Sign in front of JP Morgan Chase & Co. office. in New York, USA, March 29, 2021. (REUTERS/Brendan McDermid)

Critics also argue that many of these banks have made no progress in the years since 2021. Climate Chaos Reportpublished by a coalition of environmental groups, called JPMorgan Chase “the worst financier of fossil fuels,” with commitments for fossil fuel projects increasing “from $17.1 billion in 2022 to $19.3 (billion) in 2023.” in US dollars.

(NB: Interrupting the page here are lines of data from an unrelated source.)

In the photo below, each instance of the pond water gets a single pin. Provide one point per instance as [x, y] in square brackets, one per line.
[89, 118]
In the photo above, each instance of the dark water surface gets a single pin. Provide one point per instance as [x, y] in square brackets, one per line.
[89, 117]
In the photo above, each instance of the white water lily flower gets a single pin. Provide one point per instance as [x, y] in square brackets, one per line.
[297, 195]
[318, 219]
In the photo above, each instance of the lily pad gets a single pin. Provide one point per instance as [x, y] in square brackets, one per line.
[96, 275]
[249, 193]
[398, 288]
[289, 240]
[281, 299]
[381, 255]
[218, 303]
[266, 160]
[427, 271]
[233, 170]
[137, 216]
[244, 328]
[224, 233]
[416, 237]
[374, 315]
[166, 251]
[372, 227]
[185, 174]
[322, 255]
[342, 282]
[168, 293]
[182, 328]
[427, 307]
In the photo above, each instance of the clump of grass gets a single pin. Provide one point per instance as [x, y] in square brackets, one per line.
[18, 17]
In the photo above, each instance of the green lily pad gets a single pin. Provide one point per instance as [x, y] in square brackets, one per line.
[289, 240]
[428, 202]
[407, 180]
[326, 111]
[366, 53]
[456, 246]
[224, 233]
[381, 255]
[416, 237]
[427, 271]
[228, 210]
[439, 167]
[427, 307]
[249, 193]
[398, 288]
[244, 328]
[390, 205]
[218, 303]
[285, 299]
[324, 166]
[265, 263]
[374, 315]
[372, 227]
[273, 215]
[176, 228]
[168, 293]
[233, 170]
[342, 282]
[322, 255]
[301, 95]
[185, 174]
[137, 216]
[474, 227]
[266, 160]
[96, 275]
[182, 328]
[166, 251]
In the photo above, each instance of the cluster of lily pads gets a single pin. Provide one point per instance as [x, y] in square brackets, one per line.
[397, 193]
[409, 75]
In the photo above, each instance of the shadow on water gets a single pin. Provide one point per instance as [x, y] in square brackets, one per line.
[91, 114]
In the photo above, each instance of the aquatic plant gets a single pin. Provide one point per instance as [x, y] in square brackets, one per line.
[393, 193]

“It’s not necessarily a bad thing that a lot of those actors who were never serious about net zero are leaving,” Scott said, adding that it leaves a smaller, more committed group of leaders.

Net zero at the end

Scott, McCully and Arjaliès all agree that the European institutions, still members of the alliance, will carry the net-zero torch forward.

“The political pressure in Europe is more on banks to go further and be more ambitious than in North America, where it’s more in the opposite direction,” McCully said.

There is also less pressure, since there are not as many domestic fossil fuel industries, and more environmental regulations to hold these institutions accountable.

But regardless of their membership in the voluntary group, experts say banks will have to deal with the financial effects of climate change.

“It’s a very rational economic decision,” Arjaliès told CBC News from London, Ont. “Now we really need to change. Every day we wait is a lost opportunity and will be more expensive in the future.”